In many of these places, air conditioning has gone from luxury to necessity. But the systems in place? They haven’t kept up.

“The core problem is the same almost everywhere,” says Donatas Karčiauskas, CEO of Exergio. “Most AC units still operate in isolation – not as part of a building’s energy ecosystem. They cool empty rooms, ignore outside conditions, and run full blast without adapting to real needs. That’s not just inefficient – it’s the fastest way to waste energy and money.”

It’s not just about present-day consumption, either. The IEA estimates that residential cooling alone will require 700 TWh more electricity by 2035—that’s three times the increase expected from global data centers.

“The bigger threat isn’t what cooling systems consume today – it’s how much more they’ll consume as the world gets hotter and cities expand,” Karčiauskas adds. “If we keep installing ACs without integrating smarter control systems, we’re not just adding comfort – we’re locking in decades of inefficiency, rising electricity demand, and avoidable emissions.”

Smarter Systems, Cooler Outcomes

The solution? AI-powered HVAC management systems that don’t just automate—they optimize.

Today’s most promising platforms integrate sensor data, machine learning, and predictive analytics to anticipate cooling needs and adjust airflow, ventilation, and energy loads in real time. This approach turns cooling into a responsive, data-driven process, rather than a brute-force blast of cold air.

Exergio’s technology is already proving what’s possible. At the Ozas shopping center in Lithuania, their system slashed electricity usage by 29% and heating by 36%, saving nearly €1 million annually by using CO₂ sensors and real-time HVAC control to fine-tune building performance.

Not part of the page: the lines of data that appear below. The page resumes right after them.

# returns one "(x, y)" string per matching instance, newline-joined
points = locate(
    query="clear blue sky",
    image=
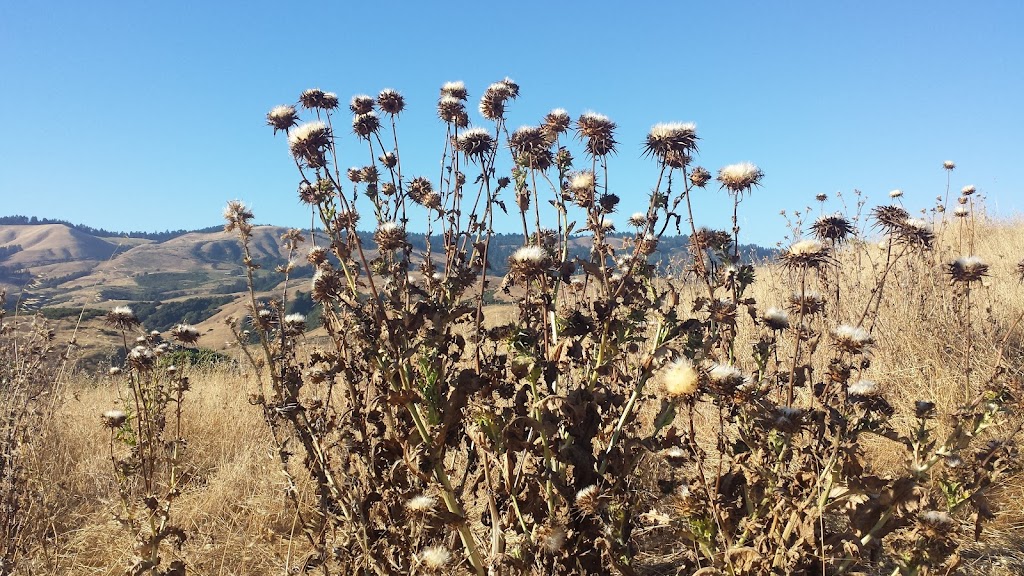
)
(151, 115)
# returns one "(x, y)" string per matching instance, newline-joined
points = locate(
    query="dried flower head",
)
(282, 118)
(122, 318)
(916, 233)
(361, 104)
(862, 388)
(833, 227)
(589, 499)
(475, 142)
(389, 236)
(529, 260)
(422, 504)
(114, 418)
(637, 219)
(699, 176)
(853, 339)
(549, 538)
(808, 303)
(364, 125)
(556, 122)
(455, 89)
(434, 558)
(968, 269)
(806, 253)
(890, 217)
(185, 333)
(531, 149)
(141, 358)
(391, 101)
(775, 319)
(672, 142)
(311, 98)
(681, 378)
(739, 177)
(598, 130)
(308, 144)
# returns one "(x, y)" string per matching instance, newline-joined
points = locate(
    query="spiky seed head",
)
(316, 255)
(114, 418)
(475, 142)
(681, 379)
(311, 98)
(916, 233)
(308, 144)
(589, 499)
(529, 260)
(391, 101)
(862, 387)
(699, 176)
(833, 227)
(739, 177)
(853, 339)
(361, 104)
(185, 333)
(810, 252)
(329, 100)
(549, 538)
(390, 236)
(725, 376)
(282, 118)
(637, 219)
(326, 285)
(364, 125)
(141, 358)
(891, 217)
(968, 269)
(598, 130)
(775, 319)
(937, 521)
(808, 303)
(455, 90)
(531, 149)
(418, 189)
(122, 318)
(422, 504)
(450, 109)
(434, 558)
(557, 121)
(672, 142)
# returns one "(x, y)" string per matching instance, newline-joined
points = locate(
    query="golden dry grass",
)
(239, 520)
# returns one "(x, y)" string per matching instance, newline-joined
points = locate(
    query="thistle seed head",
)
(282, 118)
(681, 378)
(739, 177)
(968, 269)
(391, 101)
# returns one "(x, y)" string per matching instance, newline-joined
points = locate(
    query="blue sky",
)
(152, 115)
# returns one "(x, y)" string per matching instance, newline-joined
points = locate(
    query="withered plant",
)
(616, 420)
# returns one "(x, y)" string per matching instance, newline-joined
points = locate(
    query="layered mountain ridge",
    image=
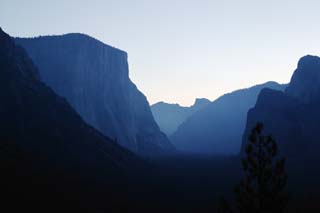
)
(218, 127)
(170, 116)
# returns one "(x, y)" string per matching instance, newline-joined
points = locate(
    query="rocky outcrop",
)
(170, 116)
(94, 79)
(292, 116)
(48, 154)
(218, 128)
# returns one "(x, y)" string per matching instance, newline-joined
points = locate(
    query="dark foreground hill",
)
(94, 78)
(49, 157)
(218, 127)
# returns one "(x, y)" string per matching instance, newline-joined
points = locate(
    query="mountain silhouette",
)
(292, 116)
(170, 116)
(218, 127)
(49, 156)
(94, 78)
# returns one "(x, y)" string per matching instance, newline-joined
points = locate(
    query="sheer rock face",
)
(292, 116)
(93, 77)
(170, 116)
(305, 81)
(218, 127)
(46, 147)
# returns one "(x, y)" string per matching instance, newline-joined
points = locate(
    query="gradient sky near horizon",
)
(182, 49)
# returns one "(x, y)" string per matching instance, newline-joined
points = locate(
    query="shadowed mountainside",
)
(94, 78)
(49, 156)
(218, 127)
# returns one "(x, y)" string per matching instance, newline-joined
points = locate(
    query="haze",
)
(179, 50)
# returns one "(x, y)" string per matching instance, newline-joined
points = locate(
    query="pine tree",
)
(261, 189)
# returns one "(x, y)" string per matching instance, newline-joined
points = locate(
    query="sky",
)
(180, 50)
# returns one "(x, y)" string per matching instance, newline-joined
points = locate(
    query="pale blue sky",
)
(183, 49)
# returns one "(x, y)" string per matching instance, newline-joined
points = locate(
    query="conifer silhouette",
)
(262, 188)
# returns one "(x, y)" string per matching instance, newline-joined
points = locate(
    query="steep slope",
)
(49, 155)
(94, 78)
(292, 116)
(218, 128)
(170, 116)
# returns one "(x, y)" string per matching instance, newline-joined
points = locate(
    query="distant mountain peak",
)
(201, 101)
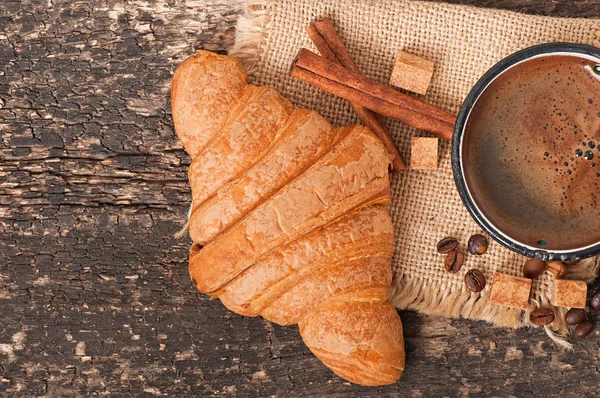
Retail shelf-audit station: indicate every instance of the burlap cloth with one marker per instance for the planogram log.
(464, 42)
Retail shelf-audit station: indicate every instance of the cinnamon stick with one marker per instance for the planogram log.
(384, 100)
(330, 45)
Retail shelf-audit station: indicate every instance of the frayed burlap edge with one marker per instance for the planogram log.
(251, 44)
(252, 33)
(409, 293)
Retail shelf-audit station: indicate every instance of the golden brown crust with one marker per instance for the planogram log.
(353, 174)
(360, 341)
(245, 137)
(358, 234)
(291, 213)
(204, 89)
(305, 138)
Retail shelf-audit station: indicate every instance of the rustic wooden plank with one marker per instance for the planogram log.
(94, 292)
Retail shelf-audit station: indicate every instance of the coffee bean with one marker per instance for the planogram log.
(475, 280)
(542, 316)
(477, 244)
(595, 302)
(454, 261)
(583, 329)
(575, 316)
(557, 268)
(533, 268)
(446, 245)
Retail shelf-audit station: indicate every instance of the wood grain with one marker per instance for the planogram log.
(95, 297)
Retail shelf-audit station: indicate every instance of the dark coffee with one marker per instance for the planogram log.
(531, 152)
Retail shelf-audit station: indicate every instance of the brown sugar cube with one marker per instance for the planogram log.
(412, 73)
(423, 153)
(570, 294)
(510, 291)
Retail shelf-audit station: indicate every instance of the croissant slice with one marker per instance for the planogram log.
(359, 339)
(305, 138)
(354, 173)
(205, 88)
(244, 138)
(288, 217)
(357, 234)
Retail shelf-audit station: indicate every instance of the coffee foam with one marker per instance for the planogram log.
(524, 159)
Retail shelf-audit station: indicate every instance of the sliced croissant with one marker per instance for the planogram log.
(289, 218)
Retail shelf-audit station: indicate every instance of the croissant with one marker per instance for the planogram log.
(288, 217)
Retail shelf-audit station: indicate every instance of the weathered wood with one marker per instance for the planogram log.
(94, 292)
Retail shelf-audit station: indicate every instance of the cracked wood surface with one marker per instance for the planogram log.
(95, 298)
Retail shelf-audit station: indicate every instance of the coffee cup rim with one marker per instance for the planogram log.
(457, 140)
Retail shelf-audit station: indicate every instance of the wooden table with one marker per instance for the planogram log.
(95, 297)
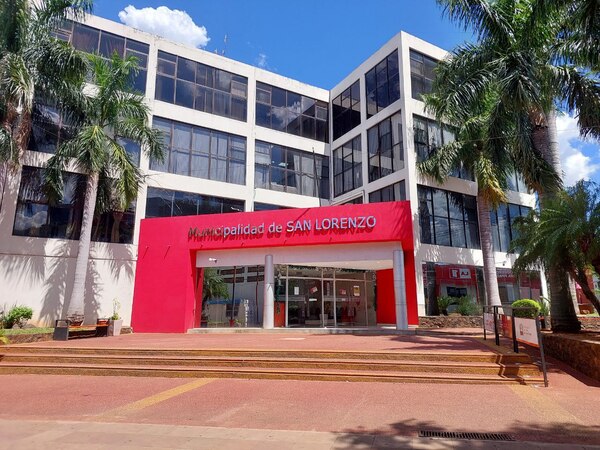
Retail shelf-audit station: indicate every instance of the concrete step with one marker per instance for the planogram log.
(433, 356)
(259, 373)
(486, 368)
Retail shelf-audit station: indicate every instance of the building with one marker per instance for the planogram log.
(242, 139)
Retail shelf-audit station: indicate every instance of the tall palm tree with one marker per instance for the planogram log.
(522, 51)
(110, 111)
(489, 163)
(33, 64)
(566, 234)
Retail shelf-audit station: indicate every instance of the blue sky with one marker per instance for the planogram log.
(316, 42)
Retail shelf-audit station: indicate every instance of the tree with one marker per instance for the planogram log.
(33, 64)
(489, 161)
(565, 235)
(213, 285)
(523, 51)
(110, 111)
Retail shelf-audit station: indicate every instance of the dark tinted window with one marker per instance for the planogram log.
(201, 152)
(386, 154)
(347, 167)
(394, 193)
(36, 216)
(447, 218)
(290, 112)
(167, 203)
(346, 110)
(429, 136)
(194, 85)
(421, 74)
(382, 84)
(289, 170)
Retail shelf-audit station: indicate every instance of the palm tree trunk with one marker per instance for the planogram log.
(487, 248)
(76, 305)
(562, 311)
(582, 280)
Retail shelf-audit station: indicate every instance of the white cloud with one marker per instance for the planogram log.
(261, 61)
(576, 165)
(169, 23)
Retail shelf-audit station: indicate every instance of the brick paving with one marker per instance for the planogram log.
(244, 414)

And while Lithuania’s climate leans cold, the approach is highly translatable to hot-weather regions—particularly those grappling with poor grid resilience and ballooning energy bills.

From Seasonal Add-On to Energy Backbone

In Germany, more than half of new AC buyers cite climate change as their reason for purchasing a unit. But treating AC as a short-term response to extreme heat ignores the long-term energy implications.

“We’re past the point where cooling can be treated as a seasonal add-on. It’s becoming one of the defining energy challenges of the next two decades. The buildings that adapt intelligently – with systems that learn, predict, and respond – will not only save energy, they’ll lead the shift toward climate-resilient cities,” concluded Karčiauskas.

As cities grow and the climate shifts, the systems we use to stay cool need to evolve. Intelligent HVAC is no longer a premium feature—it’s the foundation for sustainable building design in the 21st century.